Correlation Between Cutaneous Manifestations and Functional Alterations in Chronic Venous Disease of the Lower Extremities

Correlación entre las manifestaciones cutáneas y las alteraciones funcionales en la insuficiencia venosa crónica en las extremidades inferiores

Background and aims

Few studies have evaluated the correlation between the severity of cutaneous manifestations of chronic venous disease (CVD) of the lower limbs measured by the Clinical, Etiologic, Anatomic and Pathophysiologic classification (CEAP) and the Venous Clinical Severity Score (VCSS) combined, its risk factors, and venous reflux determined by Doppler ultrasonography. The purpose of this study was to compare the clinical severity assessed by CEAP and VCSS with known risk factors for CVD and the severity of venous reflux.

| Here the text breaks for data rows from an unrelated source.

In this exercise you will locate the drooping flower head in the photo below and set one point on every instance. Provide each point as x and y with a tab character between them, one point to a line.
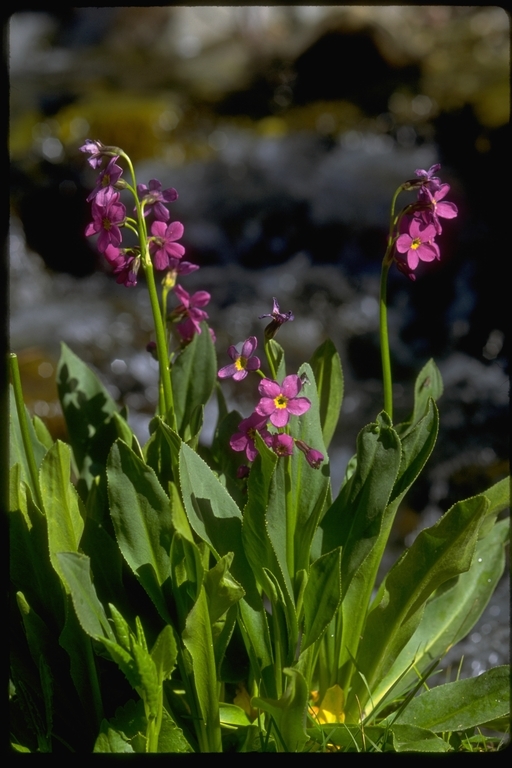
163	246
243	361
154	198
278	401
244	440
107	215
278	318
418	244
189	309
107	178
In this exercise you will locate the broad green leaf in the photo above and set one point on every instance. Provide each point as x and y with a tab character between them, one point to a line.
429	384
17	449
322	596
450	614
197	638
214	516
438	554
193	376
326	366
171	738
411	738
77	577
141	514
64	509
289	712
461	705
87	407
164	653
42	432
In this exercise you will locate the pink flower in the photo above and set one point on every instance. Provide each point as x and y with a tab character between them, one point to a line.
282	444
162	245
125	266
244	440
107	178
280	400
418	244
189	309
154	199
438	209
242	361
107	215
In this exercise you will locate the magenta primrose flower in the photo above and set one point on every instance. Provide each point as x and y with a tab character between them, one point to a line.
437	209
107	215
124	264
244	440
189	309
418	243
107	178
163	246
243	361
280	400
154	199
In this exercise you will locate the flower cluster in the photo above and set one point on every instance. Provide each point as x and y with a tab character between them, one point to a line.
278	402
420	222
160	245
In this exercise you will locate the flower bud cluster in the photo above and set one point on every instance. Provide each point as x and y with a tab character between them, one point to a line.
277	401
419	224
166	254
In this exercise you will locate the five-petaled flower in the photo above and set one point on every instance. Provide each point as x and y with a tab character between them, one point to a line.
154	198
244	440
278	401
189	309
107	215
243	361
418	243
163	246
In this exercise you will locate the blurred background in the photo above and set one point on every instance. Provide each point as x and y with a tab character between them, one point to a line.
285	130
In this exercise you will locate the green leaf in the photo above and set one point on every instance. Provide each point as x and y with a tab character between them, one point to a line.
193	376
429	384
76	574
164	653
438	554
64	509
410	738
289	711
87	407
16	448
461	705
449	615
214	516
141	514
197	638
326	366
322	596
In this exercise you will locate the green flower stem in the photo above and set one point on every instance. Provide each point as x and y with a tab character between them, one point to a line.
290	518
25	434
160	333
384	342
270	359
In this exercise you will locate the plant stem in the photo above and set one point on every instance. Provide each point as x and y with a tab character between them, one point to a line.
25	434
384	342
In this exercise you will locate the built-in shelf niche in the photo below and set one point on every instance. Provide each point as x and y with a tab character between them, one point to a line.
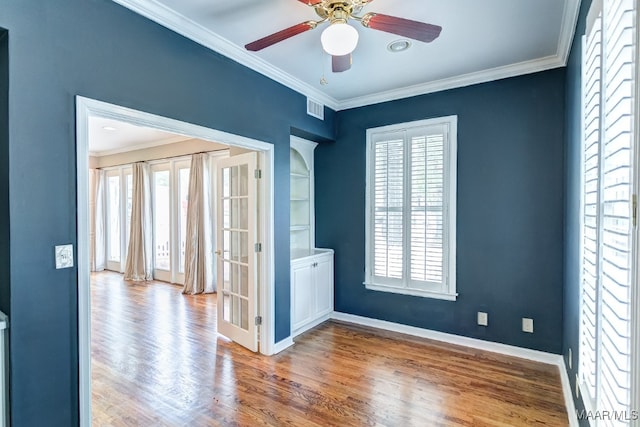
302	220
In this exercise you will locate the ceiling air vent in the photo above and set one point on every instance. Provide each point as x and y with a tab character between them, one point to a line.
315	109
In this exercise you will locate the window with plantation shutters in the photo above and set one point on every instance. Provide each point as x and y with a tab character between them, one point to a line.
411	176
609	52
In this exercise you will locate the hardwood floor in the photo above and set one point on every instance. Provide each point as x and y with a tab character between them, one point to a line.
158	361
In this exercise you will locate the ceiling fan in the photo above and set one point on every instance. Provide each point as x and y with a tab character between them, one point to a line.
340	39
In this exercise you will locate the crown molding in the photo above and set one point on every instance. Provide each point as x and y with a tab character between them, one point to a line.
182	25
174	21
568	30
498	73
142	146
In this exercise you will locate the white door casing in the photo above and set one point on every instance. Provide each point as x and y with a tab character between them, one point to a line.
236	253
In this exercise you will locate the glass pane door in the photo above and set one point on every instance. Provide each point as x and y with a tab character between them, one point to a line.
162	224
113	222
237	287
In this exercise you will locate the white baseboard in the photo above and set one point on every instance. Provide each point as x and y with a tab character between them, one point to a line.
508	350
312	324
568	394
282	345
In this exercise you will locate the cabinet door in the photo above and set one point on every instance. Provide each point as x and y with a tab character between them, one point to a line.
302	294
323	272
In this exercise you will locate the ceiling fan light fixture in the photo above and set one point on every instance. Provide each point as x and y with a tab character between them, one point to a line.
398	46
339	39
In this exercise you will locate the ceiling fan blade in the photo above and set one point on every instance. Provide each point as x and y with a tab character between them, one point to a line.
280	36
402	27
340	63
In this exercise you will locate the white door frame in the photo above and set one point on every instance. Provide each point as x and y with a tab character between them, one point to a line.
86	108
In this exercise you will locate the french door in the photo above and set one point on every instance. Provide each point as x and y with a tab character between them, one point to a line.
236	249
119	186
170	190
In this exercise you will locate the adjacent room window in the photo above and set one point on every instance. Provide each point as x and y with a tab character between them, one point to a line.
608	86
170	191
113	217
118	214
161	220
411	209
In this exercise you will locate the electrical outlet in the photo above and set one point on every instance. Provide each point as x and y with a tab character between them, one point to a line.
64	256
483	319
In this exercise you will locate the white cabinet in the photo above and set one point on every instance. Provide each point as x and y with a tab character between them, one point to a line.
311	268
311	290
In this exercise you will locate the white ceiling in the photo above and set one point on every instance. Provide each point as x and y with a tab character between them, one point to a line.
480	41
108	136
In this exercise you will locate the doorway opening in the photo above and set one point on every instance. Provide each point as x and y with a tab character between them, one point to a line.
88	110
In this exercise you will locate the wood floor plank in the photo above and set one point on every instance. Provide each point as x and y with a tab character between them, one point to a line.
157	360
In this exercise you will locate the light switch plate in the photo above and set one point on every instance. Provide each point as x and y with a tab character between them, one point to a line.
64	256
483	319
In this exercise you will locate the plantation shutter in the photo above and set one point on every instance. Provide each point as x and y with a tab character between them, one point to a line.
608	78
592	73
618	113
388	221
409	221
426	198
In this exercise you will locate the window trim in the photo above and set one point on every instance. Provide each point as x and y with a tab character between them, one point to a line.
448	289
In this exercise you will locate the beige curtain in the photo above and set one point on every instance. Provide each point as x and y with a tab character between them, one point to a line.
139	255
198	269
97	220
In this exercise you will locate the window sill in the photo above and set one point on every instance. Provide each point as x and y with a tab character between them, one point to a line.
412	292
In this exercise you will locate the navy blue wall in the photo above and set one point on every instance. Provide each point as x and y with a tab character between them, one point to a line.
98	49
4	173
572	203
510	210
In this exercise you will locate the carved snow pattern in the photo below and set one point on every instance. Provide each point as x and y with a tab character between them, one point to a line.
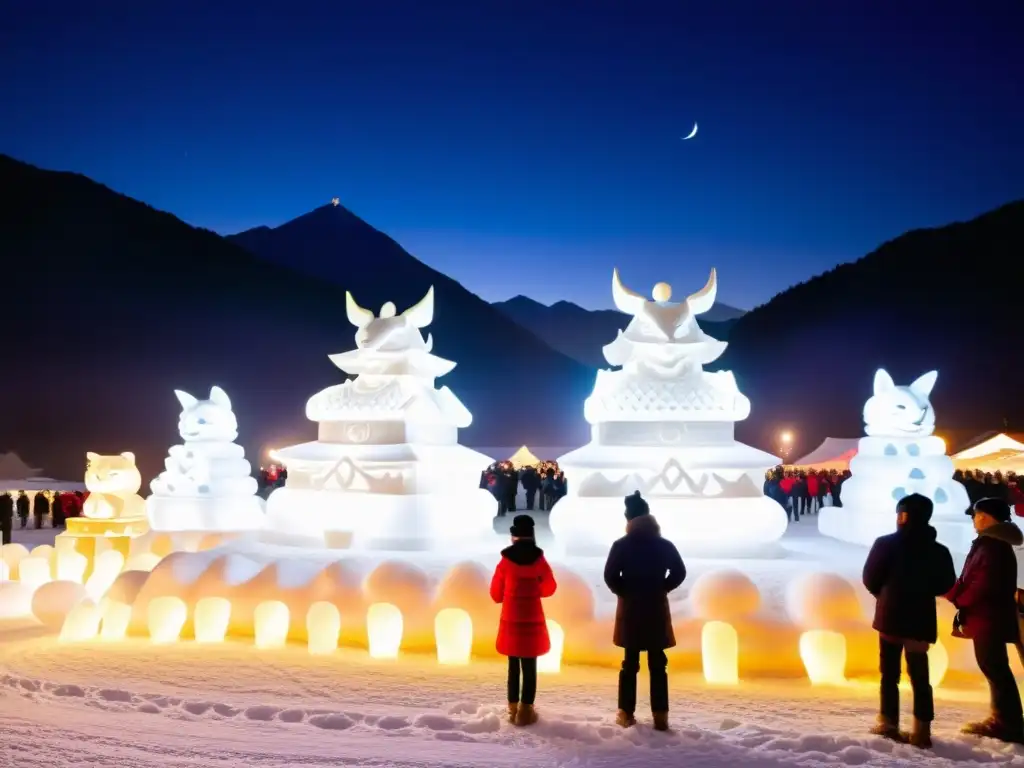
665	396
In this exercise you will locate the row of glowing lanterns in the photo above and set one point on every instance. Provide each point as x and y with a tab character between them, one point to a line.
822	652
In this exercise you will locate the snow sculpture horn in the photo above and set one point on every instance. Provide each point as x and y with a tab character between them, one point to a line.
704	299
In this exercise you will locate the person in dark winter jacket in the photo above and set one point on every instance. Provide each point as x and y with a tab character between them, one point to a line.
6	517
985	599
906	571
642	568
521	580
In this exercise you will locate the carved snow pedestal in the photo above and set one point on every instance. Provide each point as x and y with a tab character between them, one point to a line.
664	426
207	483
386	472
899	456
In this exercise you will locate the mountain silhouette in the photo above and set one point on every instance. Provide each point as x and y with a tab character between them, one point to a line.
945	299
581	334
112	304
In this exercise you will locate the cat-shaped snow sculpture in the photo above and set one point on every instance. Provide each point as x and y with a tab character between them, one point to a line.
900	412
207	482
113	482
209	464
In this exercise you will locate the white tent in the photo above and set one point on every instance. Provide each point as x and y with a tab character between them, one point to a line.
16	475
834	453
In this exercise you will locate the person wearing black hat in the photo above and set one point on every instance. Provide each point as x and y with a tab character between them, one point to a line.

A prospective study was carried out on 250 patients with CVD characterized as C2 to C6 according to the CEAP classification, who attended the departments of Dermatology and Vascular Medicine at the Hospital Privado Universitario de Córdoba from April 2013 to December 2014. Chi-square test, Kruskal–Wallis analysis and multivariate logistic regression analysis were performed to examine the relations between these variables.


Risk factors significantly associated with clinical severity included older age, hypertension, obesity, sedentarism, history of soft tissue infection, deep vein thrombosis (DVT), previous ulcer, and family history of venous ulcer. Both scores showed a good correlation between clinical severity and the presence of superficial, deep or perforating venous reflux. Older age, male gender and a history of DVT were significant risk factors for venous reflux in patients with mild disease.


In addition to venous reflux, modifiable risk factors such as obesity, sedentarism, and hypertension are associated with CVD severity. Mild cutaneous manifestations may accompany moderate to severe venous reflux, especially in middle-aged or older men with a history of DVT.